Before Mr. Lee and Mr. Moran defected, Mr. Trump had been planning to take a hands-on role in locking down support for the plan. He hosted a group of senators at the White House on Monday night to discuss the effort, and press secretary Sean Spicer said he was “very active” on the phone with senators this weekend.
“The president’s going to be engaged,” Mr. Spicer said. “We have every confidence in the majority leader’s ability to get this done. The president will do whatever he has to.”
Mr. Trump also noted the absence of Mr. McCain, Arizona Republican, whose injury will keep him home for at least a week.
“We hope John McCain gets better very soon. We miss him. He’s a crusty voice in Washington — plus we need his vote,” the president said.
On Capitol Hill, Republican leaders had been focused on getting moderates into the “yes” column. A revised version of the plan provides additional “stabilization” funds to Alaska — one of its senators, Lisa Murkowkski, was considered a key Republican holdout because the premiums exceeded a specific threshold.
It also provides $45 billion over 10 years for opioids treatment, a priority for Sens.
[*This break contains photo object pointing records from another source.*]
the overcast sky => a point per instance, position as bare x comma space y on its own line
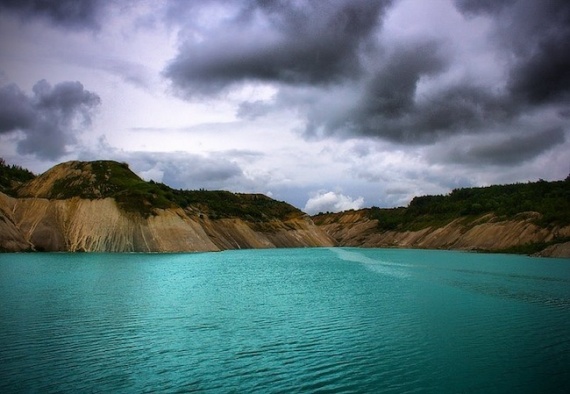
328, 105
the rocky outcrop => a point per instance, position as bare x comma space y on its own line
355, 228
99, 225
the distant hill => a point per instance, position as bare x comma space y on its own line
110, 179
521, 218
104, 206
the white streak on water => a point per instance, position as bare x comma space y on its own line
387, 268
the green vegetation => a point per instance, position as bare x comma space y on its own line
102, 179
12, 176
551, 200
546, 203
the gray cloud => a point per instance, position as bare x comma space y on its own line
295, 43
507, 151
49, 119
69, 14
339, 50
536, 34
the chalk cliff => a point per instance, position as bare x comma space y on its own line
486, 233
103, 207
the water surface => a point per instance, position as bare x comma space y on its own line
286, 320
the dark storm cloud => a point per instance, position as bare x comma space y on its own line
537, 35
507, 151
71, 14
474, 7
308, 42
534, 36
49, 119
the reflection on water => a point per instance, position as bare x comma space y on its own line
296, 320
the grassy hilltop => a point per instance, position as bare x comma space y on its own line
105, 178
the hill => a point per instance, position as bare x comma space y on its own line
526, 218
104, 206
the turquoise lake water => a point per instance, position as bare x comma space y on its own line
338, 320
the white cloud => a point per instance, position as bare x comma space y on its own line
332, 202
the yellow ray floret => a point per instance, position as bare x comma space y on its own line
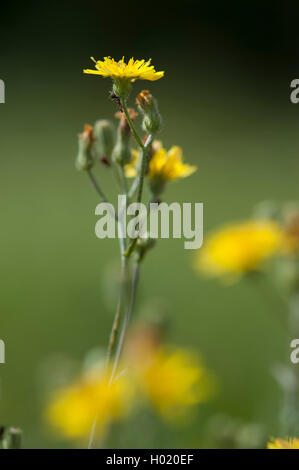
133, 70
173, 381
163, 165
74, 408
239, 248
290, 443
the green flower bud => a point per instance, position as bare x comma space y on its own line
152, 120
104, 133
85, 160
122, 87
122, 150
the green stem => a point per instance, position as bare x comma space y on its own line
130, 122
143, 166
135, 281
96, 186
144, 148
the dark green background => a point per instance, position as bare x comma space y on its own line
225, 100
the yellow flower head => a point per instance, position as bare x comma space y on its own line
239, 248
133, 70
290, 443
163, 166
73, 409
172, 381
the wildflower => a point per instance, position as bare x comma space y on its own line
172, 381
73, 409
163, 166
124, 74
239, 248
290, 443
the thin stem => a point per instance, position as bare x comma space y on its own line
135, 281
113, 334
142, 168
130, 122
144, 148
96, 186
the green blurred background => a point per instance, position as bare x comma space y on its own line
225, 100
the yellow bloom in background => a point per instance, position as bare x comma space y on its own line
73, 409
172, 381
169, 166
239, 248
290, 443
133, 70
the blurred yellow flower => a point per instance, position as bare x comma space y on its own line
133, 70
290, 242
169, 166
172, 381
73, 409
163, 166
290, 443
239, 248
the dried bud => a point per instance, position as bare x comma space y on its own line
152, 120
86, 140
105, 136
122, 151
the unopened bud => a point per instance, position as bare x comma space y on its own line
85, 160
152, 121
122, 150
122, 87
105, 135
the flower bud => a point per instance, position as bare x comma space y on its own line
86, 140
122, 151
104, 133
152, 121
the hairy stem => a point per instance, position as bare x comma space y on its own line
135, 281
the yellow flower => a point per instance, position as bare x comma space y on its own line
290, 443
133, 70
239, 248
73, 409
172, 381
169, 166
163, 166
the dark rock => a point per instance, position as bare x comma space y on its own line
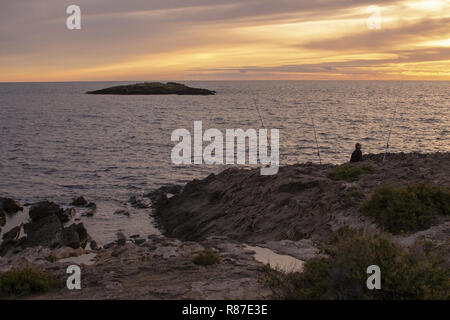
71, 238
2, 218
138, 241
79, 202
109, 245
46, 231
12, 246
94, 245
75, 236
136, 203
158, 194
122, 212
153, 88
44, 209
10, 206
67, 214
12, 234
93, 209
121, 239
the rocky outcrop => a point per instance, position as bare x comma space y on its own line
75, 236
9, 206
162, 268
46, 228
148, 88
79, 202
300, 202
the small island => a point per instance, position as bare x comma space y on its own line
153, 88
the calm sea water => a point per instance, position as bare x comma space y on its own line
57, 142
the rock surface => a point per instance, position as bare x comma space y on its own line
300, 202
162, 268
9, 206
147, 88
45, 228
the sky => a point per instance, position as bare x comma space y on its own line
225, 40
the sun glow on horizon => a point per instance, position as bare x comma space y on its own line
235, 40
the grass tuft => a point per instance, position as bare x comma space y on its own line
349, 172
411, 208
206, 258
24, 282
418, 273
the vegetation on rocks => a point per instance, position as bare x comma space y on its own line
24, 282
418, 273
206, 258
350, 173
411, 208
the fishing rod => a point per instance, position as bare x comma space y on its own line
315, 137
259, 113
390, 131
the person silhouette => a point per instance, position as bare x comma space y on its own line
357, 154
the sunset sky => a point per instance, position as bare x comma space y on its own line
224, 39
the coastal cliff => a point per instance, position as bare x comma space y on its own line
334, 219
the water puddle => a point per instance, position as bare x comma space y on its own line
276, 261
86, 259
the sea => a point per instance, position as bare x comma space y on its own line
57, 142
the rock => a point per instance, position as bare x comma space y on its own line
67, 214
75, 236
44, 209
12, 234
161, 193
94, 245
137, 203
93, 209
138, 241
122, 212
79, 202
10, 206
109, 245
47, 231
12, 246
2, 218
71, 238
153, 88
121, 239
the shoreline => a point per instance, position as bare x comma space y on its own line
293, 213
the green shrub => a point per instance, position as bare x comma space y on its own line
411, 208
206, 258
350, 173
51, 258
355, 194
23, 282
420, 273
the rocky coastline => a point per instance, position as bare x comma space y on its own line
293, 213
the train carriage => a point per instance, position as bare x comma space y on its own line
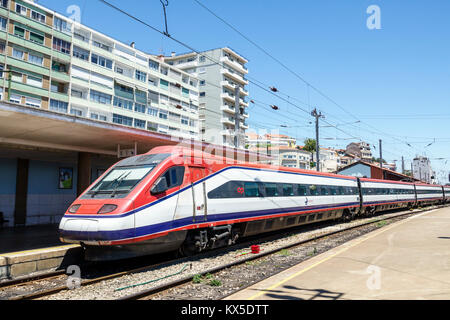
379, 195
446, 194
429, 194
173, 198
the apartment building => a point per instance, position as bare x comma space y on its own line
221, 72
360, 150
53, 63
422, 169
253, 139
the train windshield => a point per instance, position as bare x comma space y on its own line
125, 176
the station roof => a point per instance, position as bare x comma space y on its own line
31, 127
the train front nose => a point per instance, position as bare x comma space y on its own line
98, 223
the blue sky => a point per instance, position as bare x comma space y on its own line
395, 80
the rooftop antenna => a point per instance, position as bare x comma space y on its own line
165, 3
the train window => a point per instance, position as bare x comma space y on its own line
231, 189
302, 190
313, 190
333, 190
251, 189
324, 191
174, 177
271, 189
120, 181
288, 190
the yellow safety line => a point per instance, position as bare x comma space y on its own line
332, 256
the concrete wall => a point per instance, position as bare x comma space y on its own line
8, 171
46, 203
358, 170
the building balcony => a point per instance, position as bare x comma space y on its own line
228, 120
244, 125
234, 76
227, 132
231, 86
234, 64
228, 109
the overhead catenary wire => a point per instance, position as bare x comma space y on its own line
257, 83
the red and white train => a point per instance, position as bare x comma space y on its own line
175, 199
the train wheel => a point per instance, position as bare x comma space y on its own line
347, 216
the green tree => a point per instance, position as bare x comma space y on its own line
310, 146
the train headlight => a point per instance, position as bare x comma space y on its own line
74, 208
107, 208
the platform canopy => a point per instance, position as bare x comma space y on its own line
31, 127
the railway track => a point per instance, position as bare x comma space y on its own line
60, 277
160, 290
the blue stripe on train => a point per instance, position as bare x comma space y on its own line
188, 187
167, 226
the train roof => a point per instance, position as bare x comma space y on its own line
226, 162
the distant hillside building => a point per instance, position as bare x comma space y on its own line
422, 169
360, 150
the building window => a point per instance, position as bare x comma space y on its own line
139, 124
34, 81
61, 45
80, 53
18, 54
101, 45
153, 65
140, 107
100, 97
163, 114
141, 76
21, 9
119, 119
77, 93
164, 84
34, 59
152, 111
141, 96
119, 70
76, 112
3, 22
152, 126
37, 38
33, 102
17, 77
14, 98
61, 25
122, 103
59, 106
37, 16
101, 61
19, 32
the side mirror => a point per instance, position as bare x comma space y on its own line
160, 186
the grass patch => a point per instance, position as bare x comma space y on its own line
284, 252
197, 279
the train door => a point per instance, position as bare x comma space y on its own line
192, 201
200, 206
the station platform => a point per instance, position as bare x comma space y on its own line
407, 260
28, 250
28, 238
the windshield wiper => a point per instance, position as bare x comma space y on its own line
94, 193
118, 184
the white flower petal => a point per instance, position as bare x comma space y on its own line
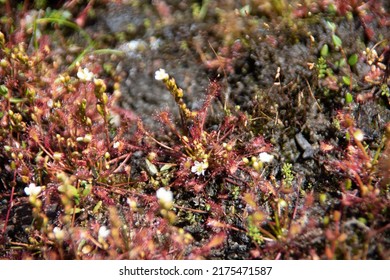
32, 189
199, 168
161, 75
265, 157
104, 232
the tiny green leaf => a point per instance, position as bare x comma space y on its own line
336, 41
346, 81
352, 60
348, 99
167, 167
325, 50
97, 207
151, 167
332, 26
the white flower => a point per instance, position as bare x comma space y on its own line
358, 135
199, 167
85, 75
58, 233
161, 75
116, 145
103, 232
265, 157
32, 189
165, 197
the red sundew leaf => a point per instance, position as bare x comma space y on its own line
325, 147
215, 223
233, 167
217, 240
103, 195
250, 200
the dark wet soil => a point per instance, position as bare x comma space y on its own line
293, 112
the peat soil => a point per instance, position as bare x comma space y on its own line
263, 64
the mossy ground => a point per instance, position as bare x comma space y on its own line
296, 80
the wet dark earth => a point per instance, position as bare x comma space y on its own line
266, 63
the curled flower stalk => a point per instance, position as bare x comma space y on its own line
177, 93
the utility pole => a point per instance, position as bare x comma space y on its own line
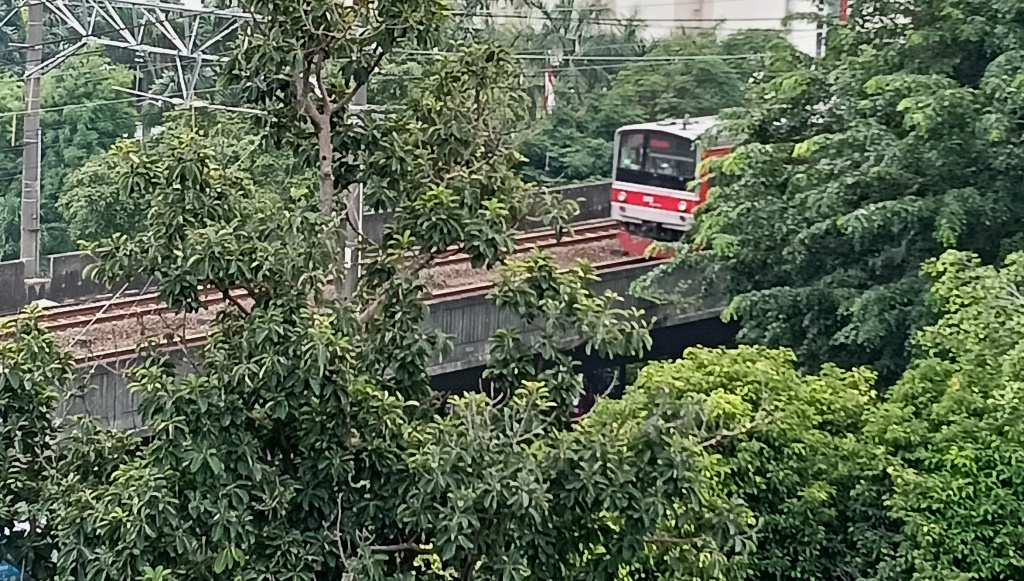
353, 220
32, 150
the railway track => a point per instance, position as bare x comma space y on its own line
66, 318
199, 338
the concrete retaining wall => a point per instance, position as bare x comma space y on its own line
471, 321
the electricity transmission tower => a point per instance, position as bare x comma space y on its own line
187, 36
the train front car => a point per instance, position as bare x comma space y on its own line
654, 166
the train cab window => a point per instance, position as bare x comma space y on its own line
657, 159
631, 152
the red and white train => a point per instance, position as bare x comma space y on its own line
654, 167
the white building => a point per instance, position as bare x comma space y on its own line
662, 17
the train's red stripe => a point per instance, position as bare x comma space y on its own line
655, 201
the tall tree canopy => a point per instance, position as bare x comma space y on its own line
308, 444
902, 141
82, 116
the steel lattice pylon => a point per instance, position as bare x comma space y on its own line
183, 33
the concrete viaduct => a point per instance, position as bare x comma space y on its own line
470, 319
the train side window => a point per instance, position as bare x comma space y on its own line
631, 152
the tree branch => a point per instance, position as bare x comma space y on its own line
400, 548
759, 421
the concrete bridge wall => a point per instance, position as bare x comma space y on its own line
69, 284
471, 321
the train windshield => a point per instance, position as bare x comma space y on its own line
650, 158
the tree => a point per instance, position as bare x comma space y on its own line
574, 142
951, 428
108, 195
11, 101
901, 142
800, 464
83, 115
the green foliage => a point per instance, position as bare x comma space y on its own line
111, 194
32, 365
307, 444
799, 463
85, 117
951, 428
900, 143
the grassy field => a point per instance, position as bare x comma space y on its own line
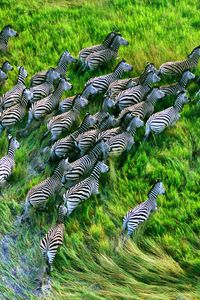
162, 261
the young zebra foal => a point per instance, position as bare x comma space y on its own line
6, 33
39, 194
174, 68
141, 212
63, 122
84, 189
7, 163
13, 96
53, 239
165, 118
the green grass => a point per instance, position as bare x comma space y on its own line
162, 261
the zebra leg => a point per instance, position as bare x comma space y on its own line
147, 132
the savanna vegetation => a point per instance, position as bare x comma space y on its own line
162, 260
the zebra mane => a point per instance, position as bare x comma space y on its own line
189, 55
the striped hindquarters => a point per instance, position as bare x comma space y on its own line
51, 242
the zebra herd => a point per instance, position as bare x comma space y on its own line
82, 153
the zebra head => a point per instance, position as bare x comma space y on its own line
124, 66
3, 75
7, 67
9, 31
102, 167
90, 90
195, 51
65, 85
108, 103
13, 141
80, 102
66, 56
28, 95
158, 188
52, 75
22, 72
136, 122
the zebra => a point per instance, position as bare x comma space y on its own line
15, 114
7, 163
85, 141
67, 103
6, 33
144, 108
124, 141
141, 212
43, 90
97, 59
180, 86
63, 122
102, 83
168, 117
45, 106
84, 53
6, 67
174, 68
136, 94
85, 188
84, 165
66, 146
38, 196
53, 239
13, 96
61, 68
122, 84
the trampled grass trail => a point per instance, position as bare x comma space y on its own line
162, 260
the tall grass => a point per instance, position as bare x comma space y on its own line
162, 261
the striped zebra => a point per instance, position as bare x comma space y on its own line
39, 194
67, 103
3, 77
53, 239
141, 212
124, 141
144, 108
13, 96
40, 109
7, 163
66, 146
165, 118
123, 84
136, 94
84, 53
63, 122
180, 86
102, 83
6, 67
43, 90
178, 67
85, 188
84, 165
85, 141
6, 33
97, 59
61, 68
15, 114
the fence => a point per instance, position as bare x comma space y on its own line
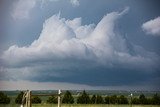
26, 100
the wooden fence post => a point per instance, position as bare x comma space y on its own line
59, 98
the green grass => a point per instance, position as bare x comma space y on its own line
80, 105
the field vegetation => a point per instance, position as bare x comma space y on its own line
83, 99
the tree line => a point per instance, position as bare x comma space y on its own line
85, 98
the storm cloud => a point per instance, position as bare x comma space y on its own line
67, 51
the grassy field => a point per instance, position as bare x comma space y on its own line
81, 105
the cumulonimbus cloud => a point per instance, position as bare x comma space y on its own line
22, 8
67, 44
152, 27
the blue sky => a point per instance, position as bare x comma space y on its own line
80, 44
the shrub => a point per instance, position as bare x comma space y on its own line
84, 98
19, 97
36, 100
68, 98
53, 100
4, 99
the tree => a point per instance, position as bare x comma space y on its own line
156, 99
142, 99
99, 100
4, 99
36, 100
68, 98
93, 99
135, 101
18, 99
113, 99
122, 100
84, 98
107, 100
53, 100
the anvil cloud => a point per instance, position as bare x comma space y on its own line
66, 50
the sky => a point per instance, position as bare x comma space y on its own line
80, 44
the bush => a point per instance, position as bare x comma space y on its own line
142, 99
156, 99
53, 100
99, 100
4, 99
135, 101
84, 98
113, 99
36, 100
107, 100
19, 97
68, 98
93, 99
122, 100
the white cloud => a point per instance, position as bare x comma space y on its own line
67, 44
152, 27
75, 2
22, 8
28, 85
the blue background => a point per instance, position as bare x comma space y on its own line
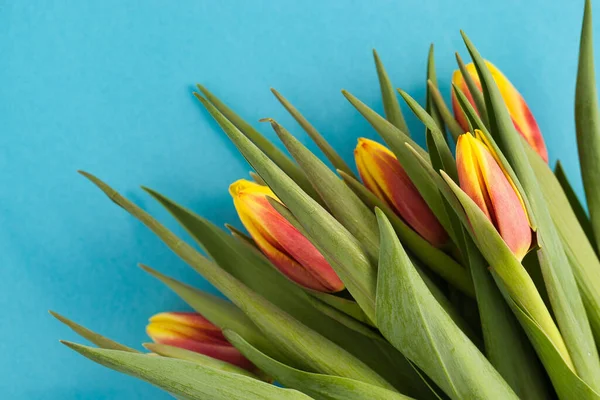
106, 86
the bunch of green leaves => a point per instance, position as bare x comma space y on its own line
418, 321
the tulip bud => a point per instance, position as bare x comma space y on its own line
383, 175
191, 331
521, 115
292, 253
484, 180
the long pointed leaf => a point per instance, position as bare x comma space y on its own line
559, 278
579, 249
576, 206
412, 320
332, 155
282, 161
316, 385
435, 259
345, 206
587, 121
187, 379
430, 105
396, 141
444, 111
92, 336
305, 346
342, 250
391, 106
188, 355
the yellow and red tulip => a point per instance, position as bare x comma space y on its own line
191, 331
484, 180
521, 115
383, 175
291, 252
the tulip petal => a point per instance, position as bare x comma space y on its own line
384, 176
482, 178
519, 112
292, 253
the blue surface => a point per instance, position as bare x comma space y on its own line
106, 86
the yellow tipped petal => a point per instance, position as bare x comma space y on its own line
519, 111
292, 253
383, 175
482, 178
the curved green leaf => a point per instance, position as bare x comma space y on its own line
430, 105
444, 111
474, 90
345, 206
434, 258
318, 386
186, 379
558, 275
92, 336
336, 160
391, 106
413, 321
187, 355
576, 206
298, 342
587, 121
282, 161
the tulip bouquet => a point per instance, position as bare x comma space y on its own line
468, 270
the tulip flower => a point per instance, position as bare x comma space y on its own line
484, 180
191, 331
383, 175
521, 115
291, 252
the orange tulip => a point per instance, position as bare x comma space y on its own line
291, 252
517, 108
191, 331
483, 179
383, 175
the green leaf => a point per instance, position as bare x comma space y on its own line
580, 252
476, 123
396, 140
435, 259
187, 355
318, 386
391, 106
505, 265
282, 161
506, 347
306, 347
345, 319
345, 206
255, 271
342, 250
587, 121
447, 116
413, 321
92, 336
567, 384
559, 278
576, 206
438, 136
348, 307
256, 178
476, 93
430, 106
187, 379
335, 159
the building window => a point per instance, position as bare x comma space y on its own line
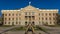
5, 18
49, 14
16, 22
26, 17
12, 18
39, 14
32, 13
9, 14
46, 14
49, 18
19, 22
5, 22
9, 23
42, 14
33, 23
46, 18
16, 18
5, 14
9, 18
53, 14
53, 18
13, 14
42, 18
25, 23
16, 14
33, 17
50, 22
19, 14
39, 18
25, 13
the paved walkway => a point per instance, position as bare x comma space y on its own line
51, 30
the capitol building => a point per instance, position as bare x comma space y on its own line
29, 14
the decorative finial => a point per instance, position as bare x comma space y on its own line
29, 3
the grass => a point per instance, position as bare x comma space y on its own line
18, 29
6, 26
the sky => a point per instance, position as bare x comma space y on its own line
17, 4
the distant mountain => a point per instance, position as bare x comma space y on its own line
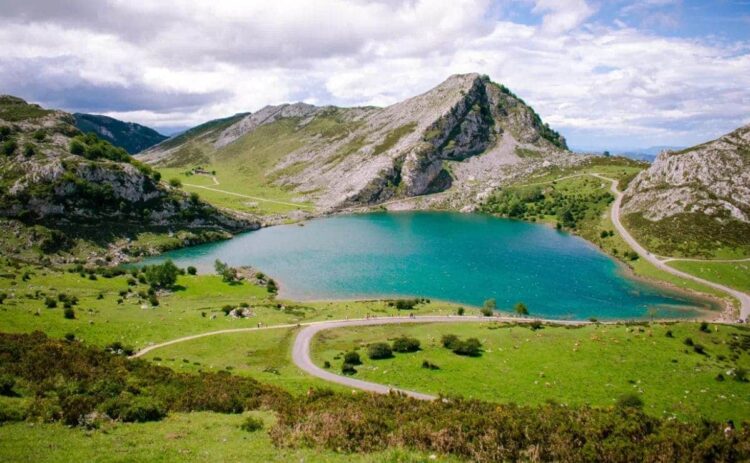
130, 136
58, 185
694, 201
462, 137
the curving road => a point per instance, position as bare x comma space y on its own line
661, 264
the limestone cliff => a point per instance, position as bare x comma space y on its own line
461, 138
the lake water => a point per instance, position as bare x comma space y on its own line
464, 258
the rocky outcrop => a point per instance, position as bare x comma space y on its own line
460, 138
712, 179
56, 176
130, 136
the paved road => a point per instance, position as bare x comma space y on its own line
301, 349
643, 253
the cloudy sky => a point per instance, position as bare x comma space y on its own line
608, 74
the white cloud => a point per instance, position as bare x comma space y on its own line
181, 63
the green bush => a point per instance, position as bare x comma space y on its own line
449, 341
9, 147
348, 369
252, 424
136, 409
379, 350
470, 348
352, 358
629, 401
405, 344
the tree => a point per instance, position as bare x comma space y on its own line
162, 276
470, 348
405, 344
352, 358
379, 350
228, 274
521, 308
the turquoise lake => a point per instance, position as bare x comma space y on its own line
464, 258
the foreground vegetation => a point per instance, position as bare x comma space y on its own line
64, 381
683, 370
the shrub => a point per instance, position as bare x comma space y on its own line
429, 365
9, 147
348, 369
29, 150
352, 358
77, 148
470, 348
7, 382
449, 341
521, 308
379, 350
405, 344
228, 274
252, 424
629, 401
134, 409
163, 275
406, 304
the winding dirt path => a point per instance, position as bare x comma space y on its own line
255, 198
661, 263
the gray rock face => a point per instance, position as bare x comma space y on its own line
461, 137
54, 186
711, 179
266, 115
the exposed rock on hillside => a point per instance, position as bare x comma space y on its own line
52, 175
699, 196
132, 137
463, 137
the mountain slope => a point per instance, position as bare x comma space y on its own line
695, 201
130, 136
462, 137
79, 186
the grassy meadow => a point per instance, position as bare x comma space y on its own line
592, 365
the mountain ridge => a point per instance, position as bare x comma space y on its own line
130, 136
455, 135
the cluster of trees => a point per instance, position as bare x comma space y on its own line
530, 203
470, 347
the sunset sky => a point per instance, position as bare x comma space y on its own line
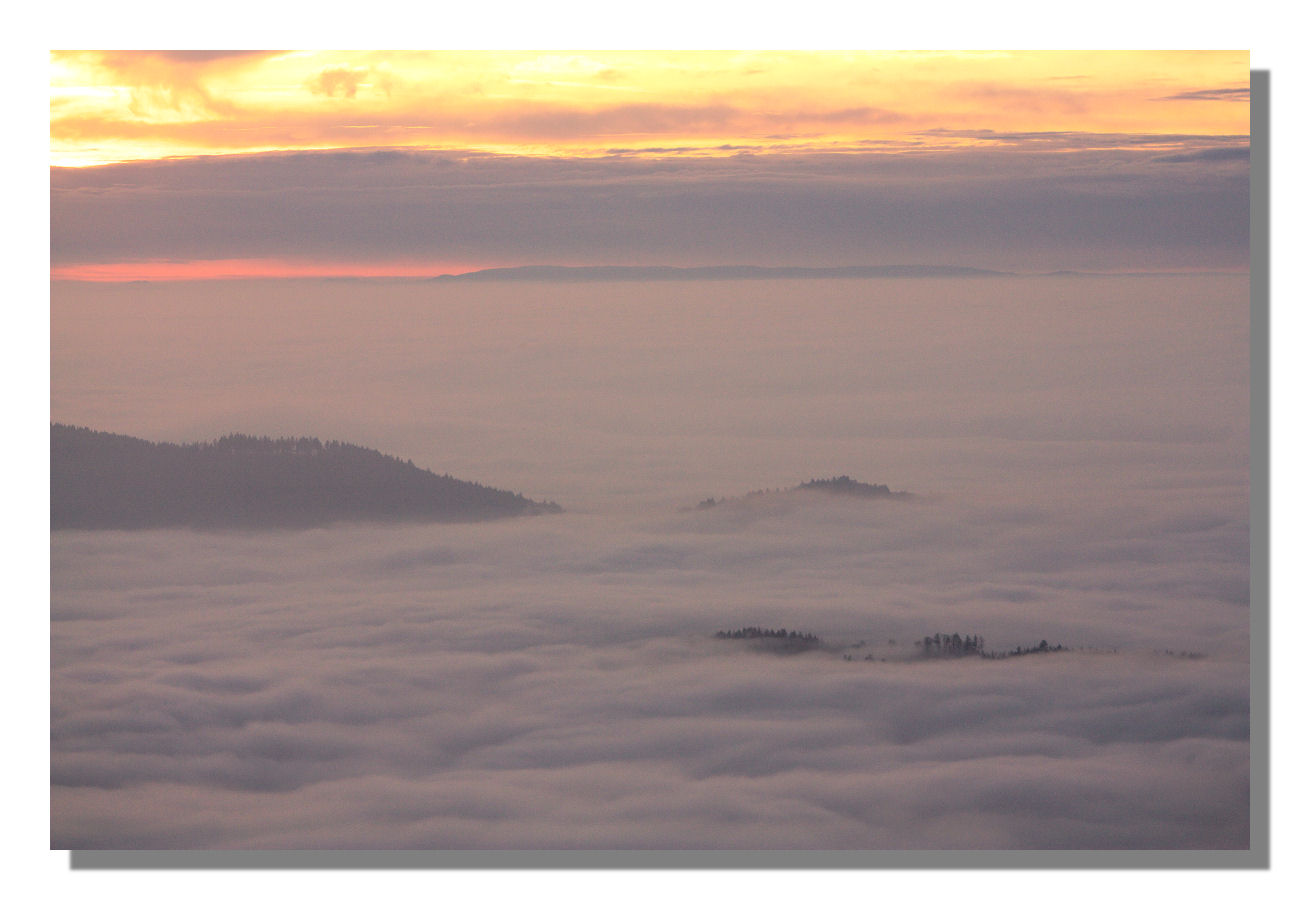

Rob Portman of Ohio and Shelley Moore Capito of West Virginia, though both senators are still concerned about deep cuts to Medicaid.
“We’re still talking, so that’s a good thing,” Ms. Capito said on the way to a Monday vote.
But now the health care debate is stuck in neutral, and Republicans — who control both chambers of Congress — will be itching to turn to other matters, including a push to revamp the tax code, resolving thorny debates over raising the federal debt limit and funding the government in the fiscal year that starts Oct. 1.
Conservatives such as Mr. Paul say the best way to move on is to repeal Obamacare now and sort out the replacement later.
Meanwhile, Ms. Collins and Sen. Bill Cassidy, Louisiana Republican, have offered an alternative that would let states decide whether to keep Obamacare or revert to a more conservative model that auto-enrolls people into coverage.
Mr. Cassidy also worked on a plan with Sen. Lindsey Graham, South Carolina Republican, that would let states take the money they would receive under the 2010 law and decide what to do with it.
Mr. McCain, recovering in Arizona, urged his colleagues to let Democrats have a seat at the table, so the GOP can avoid repeating the one-party process that led to Obamacare.
“As this law continues to crumble in Arizona and states across the country, we must not repeat the original mistakes that led to Obamacare’s failure,” he said. “The Congress must now return to regular order, hold hearings, receive input from members of both parties, and heed the recommendations of our nation’s governors so that we can produce a bill that finally provides Americans with access to quality and affordable health care.”
• Dave Boyer contributed to this report.